An Adaptive Task Migration Scheduling Approach for Edge-Cloud Collaborative Inference
Boyin Zhang,Yinggang Li,Shigeng Zhang,Yue Zhang,Bing Zhu
DOI: https://doi.org/10.1155/2022/8804530
2022-01-01
Wireless Communications and Mobile Computing
Abstract:Deep Neural Network (DNN) models have achieved excellent performance in many inference tasks and have been widely used in many intelligent applications. However, DNN models often require a lot of computational resources to complete the inference tasks, which hinders the deployment of such models to resource-constrained edge devices. In order to extend the application scenarios of DNN models, the edge-cloud collaborative inference methods, represented by model partition, have attracted much research attention in recent years. In scenarios that have multiple edge devices deployed, the edge-cloud collaborative inference method requires partial migration of tasks, but traditional scheduling methods only migrate tasks at the task level.
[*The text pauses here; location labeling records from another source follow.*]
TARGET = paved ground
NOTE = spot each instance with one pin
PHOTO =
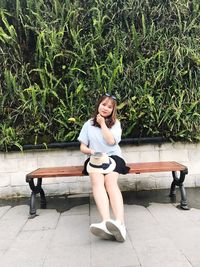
(159, 235)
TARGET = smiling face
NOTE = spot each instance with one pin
(105, 108)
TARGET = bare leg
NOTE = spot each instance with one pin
(115, 195)
(100, 195)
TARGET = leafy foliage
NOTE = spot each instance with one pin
(57, 57)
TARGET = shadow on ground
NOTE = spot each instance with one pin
(143, 198)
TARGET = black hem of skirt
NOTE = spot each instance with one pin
(121, 167)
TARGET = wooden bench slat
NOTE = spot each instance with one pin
(143, 167)
(156, 167)
(134, 168)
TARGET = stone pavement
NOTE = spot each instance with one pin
(160, 235)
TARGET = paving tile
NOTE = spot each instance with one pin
(28, 249)
(46, 219)
(11, 224)
(3, 210)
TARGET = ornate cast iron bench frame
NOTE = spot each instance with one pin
(178, 170)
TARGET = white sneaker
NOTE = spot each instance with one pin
(100, 230)
(117, 229)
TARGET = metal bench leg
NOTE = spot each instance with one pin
(36, 189)
(178, 181)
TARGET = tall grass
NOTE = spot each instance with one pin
(57, 57)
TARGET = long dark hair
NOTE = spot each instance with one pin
(110, 120)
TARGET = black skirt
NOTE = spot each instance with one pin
(120, 165)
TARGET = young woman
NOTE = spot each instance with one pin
(102, 133)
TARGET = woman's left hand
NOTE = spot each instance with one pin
(100, 119)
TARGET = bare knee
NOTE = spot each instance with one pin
(111, 182)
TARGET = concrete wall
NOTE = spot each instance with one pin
(15, 165)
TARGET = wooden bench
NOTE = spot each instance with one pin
(178, 173)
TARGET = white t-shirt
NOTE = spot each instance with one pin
(92, 137)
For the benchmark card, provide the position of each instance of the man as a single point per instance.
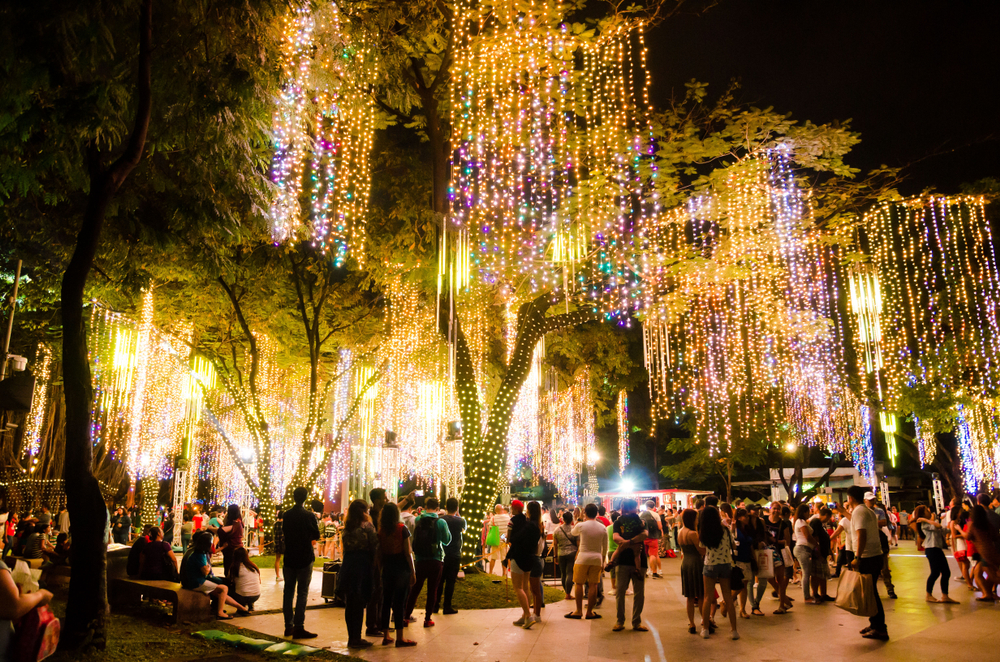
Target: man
(654, 531)
(592, 550)
(374, 611)
(868, 550)
(883, 528)
(452, 556)
(629, 534)
(500, 520)
(430, 536)
(300, 530)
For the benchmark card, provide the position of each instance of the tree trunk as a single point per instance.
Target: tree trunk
(86, 609)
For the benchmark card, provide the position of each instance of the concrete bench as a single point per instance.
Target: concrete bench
(188, 605)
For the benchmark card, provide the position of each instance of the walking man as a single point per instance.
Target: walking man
(590, 556)
(300, 531)
(869, 556)
(630, 534)
(452, 556)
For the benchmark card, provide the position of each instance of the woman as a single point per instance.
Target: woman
(541, 551)
(279, 544)
(956, 530)
(397, 572)
(523, 555)
(157, 560)
(565, 543)
(692, 552)
(743, 557)
(196, 575)
(360, 549)
(231, 534)
(930, 534)
(718, 543)
(244, 577)
(805, 543)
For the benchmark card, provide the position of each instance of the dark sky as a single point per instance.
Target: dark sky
(917, 78)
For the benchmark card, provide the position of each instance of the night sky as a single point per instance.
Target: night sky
(920, 80)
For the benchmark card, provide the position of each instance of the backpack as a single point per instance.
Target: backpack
(425, 542)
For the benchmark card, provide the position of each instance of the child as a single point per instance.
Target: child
(244, 577)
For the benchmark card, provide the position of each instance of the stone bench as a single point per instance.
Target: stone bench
(188, 605)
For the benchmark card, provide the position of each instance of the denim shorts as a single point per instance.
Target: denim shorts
(721, 571)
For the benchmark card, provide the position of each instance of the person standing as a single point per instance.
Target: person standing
(300, 531)
(630, 534)
(654, 532)
(869, 556)
(452, 556)
(589, 561)
(566, 548)
(374, 616)
(360, 550)
(430, 536)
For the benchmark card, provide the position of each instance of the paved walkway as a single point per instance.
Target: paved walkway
(919, 631)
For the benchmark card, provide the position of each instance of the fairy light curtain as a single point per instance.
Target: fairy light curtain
(323, 129)
(549, 141)
(927, 271)
(742, 327)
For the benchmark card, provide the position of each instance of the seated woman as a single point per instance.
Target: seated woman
(196, 575)
(244, 577)
(157, 560)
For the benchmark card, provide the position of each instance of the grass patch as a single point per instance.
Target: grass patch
(143, 636)
(477, 591)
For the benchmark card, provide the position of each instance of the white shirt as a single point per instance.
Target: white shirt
(593, 546)
(800, 538)
(864, 518)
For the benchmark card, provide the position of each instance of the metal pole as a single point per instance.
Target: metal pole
(10, 321)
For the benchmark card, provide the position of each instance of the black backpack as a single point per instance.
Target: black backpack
(425, 536)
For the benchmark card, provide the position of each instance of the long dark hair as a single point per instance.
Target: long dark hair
(357, 514)
(710, 527)
(234, 513)
(388, 520)
(535, 514)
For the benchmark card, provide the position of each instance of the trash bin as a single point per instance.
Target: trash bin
(329, 590)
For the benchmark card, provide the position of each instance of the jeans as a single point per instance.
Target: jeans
(939, 567)
(429, 571)
(626, 574)
(357, 574)
(566, 572)
(296, 577)
(449, 575)
(395, 590)
(804, 555)
(873, 566)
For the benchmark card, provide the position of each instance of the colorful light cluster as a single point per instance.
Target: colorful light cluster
(551, 153)
(743, 329)
(323, 132)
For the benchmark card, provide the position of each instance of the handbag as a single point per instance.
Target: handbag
(856, 594)
(36, 635)
(765, 563)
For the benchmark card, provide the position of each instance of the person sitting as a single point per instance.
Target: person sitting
(156, 558)
(135, 554)
(37, 545)
(244, 577)
(196, 575)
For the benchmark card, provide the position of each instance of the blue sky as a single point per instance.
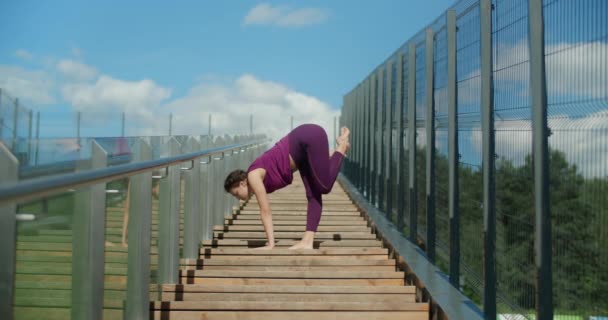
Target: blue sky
(319, 49)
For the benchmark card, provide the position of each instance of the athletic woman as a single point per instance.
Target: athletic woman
(304, 149)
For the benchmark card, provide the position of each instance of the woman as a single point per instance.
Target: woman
(305, 149)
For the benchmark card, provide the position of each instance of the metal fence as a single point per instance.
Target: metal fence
(494, 120)
(62, 256)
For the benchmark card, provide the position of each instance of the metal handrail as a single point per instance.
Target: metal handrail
(37, 188)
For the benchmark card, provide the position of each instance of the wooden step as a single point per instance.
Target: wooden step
(300, 252)
(188, 288)
(300, 217)
(300, 222)
(366, 260)
(289, 315)
(302, 212)
(292, 274)
(294, 235)
(285, 243)
(290, 228)
(394, 304)
(292, 282)
(299, 297)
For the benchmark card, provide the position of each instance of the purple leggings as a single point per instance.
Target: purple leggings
(309, 148)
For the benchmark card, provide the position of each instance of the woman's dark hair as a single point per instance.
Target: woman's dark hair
(234, 178)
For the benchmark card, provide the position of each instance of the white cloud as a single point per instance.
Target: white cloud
(24, 54)
(580, 139)
(75, 70)
(574, 70)
(284, 16)
(31, 87)
(77, 52)
(272, 104)
(109, 94)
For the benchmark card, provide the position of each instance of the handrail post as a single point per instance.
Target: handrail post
(453, 196)
(88, 239)
(168, 219)
(15, 123)
(488, 154)
(372, 137)
(192, 200)
(390, 180)
(140, 234)
(538, 90)
(381, 137)
(430, 146)
(9, 172)
(411, 108)
(205, 221)
(400, 154)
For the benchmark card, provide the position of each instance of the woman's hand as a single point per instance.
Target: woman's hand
(266, 247)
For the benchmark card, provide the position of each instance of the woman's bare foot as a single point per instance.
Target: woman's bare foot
(306, 242)
(342, 140)
(301, 245)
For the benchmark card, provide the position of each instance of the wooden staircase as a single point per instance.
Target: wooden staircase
(348, 275)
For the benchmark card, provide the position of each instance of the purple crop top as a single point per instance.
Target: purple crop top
(276, 163)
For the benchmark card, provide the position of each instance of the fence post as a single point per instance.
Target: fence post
(382, 138)
(389, 138)
(168, 218)
(122, 131)
(400, 152)
(453, 191)
(37, 137)
(356, 129)
(538, 89)
(192, 204)
(15, 123)
(204, 225)
(140, 234)
(373, 138)
(487, 125)
(88, 239)
(430, 146)
(78, 119)
(411, 108)
(9, 172)
(368, 138)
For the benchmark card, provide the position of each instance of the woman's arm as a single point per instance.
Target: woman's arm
(256, 183)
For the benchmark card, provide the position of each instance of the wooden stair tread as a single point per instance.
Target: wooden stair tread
(394, 304)
(288, 289)
(293, 274)
(289, 315)
(369, 260)
(299, 252)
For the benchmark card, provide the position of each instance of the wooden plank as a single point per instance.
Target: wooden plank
(300, 222)
(294, 235)
(292, 274)
(292, 282)
(302, 217)
(284, 243)
(288, 289)
(299, 297)
(299, 252)
(278, 315)
(292, 228)
(301, 211)
(393, 305)
(291, 268)
(369, 260)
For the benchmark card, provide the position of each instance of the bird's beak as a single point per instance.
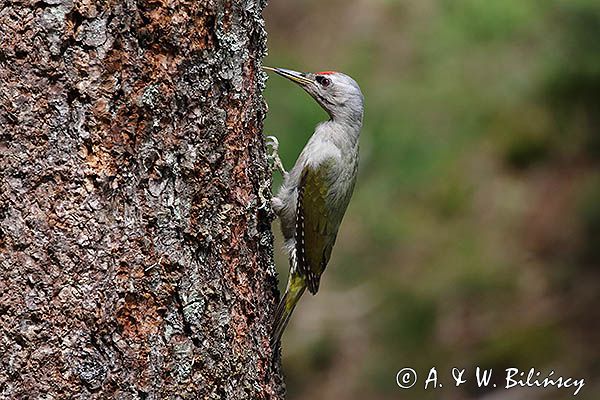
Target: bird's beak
(294, 76)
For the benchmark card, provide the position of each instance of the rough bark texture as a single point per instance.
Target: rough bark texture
(135, 241)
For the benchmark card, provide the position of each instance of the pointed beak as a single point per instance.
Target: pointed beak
(294, 76)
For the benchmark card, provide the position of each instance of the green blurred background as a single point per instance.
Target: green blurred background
(473, 237)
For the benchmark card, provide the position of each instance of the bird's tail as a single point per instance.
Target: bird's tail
(295, 288)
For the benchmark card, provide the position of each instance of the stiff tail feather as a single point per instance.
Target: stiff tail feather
(293, 292)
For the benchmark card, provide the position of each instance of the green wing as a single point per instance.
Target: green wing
(315, 230)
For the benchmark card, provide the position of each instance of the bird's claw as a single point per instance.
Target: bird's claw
(273, 143)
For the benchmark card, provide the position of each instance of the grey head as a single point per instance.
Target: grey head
(336, 92)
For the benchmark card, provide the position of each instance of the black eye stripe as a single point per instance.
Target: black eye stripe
(323, 81)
In this paper, we propose two task scheduling methods, which can solve the problem of partial migration of tasks in multiedge scenarios. The first scheduling method is based on the optimal cutting of a single DNN. The cutting positions of all the models are the same, regardless of the influence of external factors. This method is suitable for chain and directed acyclic graph- (DAG-) type DNNs. The second scheduling method takes external factors such as congestion and queuing delay at the cloud side into consideration, which dynamically selects the cutting position of each DNN to optimize the overall delay and thus is applicable to chain DNN models. The experimental results show that, compared with the baseline method, our proposed scheduling method can reduce the delay by up to 6.48x.